Правда, обычно к этому времени меня уже мучила головная боль, да и усталость брала свое.

В кафе Роберто пил коньяк, отменный венгерский «Ланцхид», и, когда он ко мне наклонялся, я ощущал его аромат, смесь коньяка, табака и тепла: это было приятно. (Когда пил мой отец, то запах его был обычно холодным и кислым. Ничего хорошего.) Поначалу, на первых встречах, мы просто с ним разговаривали, я свободно, непринужденно рассказывал, что в последние две-три недели происходило дома, особенно подробно стараясь говорить об отце, а потом даже стал делать записи, дабы не упустить каких-то мелких деталей, которые могли быть важны для Роберто; он слушал, иногда перебивая вопросами, что-то записывал и даже забирал у меня заметки.

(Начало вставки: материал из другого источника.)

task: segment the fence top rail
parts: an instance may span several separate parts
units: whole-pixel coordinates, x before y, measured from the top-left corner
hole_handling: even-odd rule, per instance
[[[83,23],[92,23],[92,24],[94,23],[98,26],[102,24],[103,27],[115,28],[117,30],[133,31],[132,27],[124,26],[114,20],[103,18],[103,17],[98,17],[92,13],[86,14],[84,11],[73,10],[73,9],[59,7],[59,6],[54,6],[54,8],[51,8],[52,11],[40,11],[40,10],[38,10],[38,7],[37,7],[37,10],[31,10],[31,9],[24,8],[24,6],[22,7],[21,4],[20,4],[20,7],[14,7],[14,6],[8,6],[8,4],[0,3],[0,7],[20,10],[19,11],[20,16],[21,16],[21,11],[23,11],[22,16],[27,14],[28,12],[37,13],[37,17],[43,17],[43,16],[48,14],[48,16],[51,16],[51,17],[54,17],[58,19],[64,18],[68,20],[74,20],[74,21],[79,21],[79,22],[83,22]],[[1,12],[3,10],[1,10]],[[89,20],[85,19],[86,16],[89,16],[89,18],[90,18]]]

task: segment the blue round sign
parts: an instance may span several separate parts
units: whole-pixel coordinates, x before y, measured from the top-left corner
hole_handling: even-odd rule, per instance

— Ну что, они вас не беспокоят?

Я знал, что он имел в виду органы, и сказал: нет.

Мне нравились эти встречи, и все же с течением времени во мне зародилось какое-то смутное нехорошее чувство, как будто я был ближе к нему, чем к отцу, и это меня смущало, поэтому я предложил больше не встречаться. Или встречаться реже.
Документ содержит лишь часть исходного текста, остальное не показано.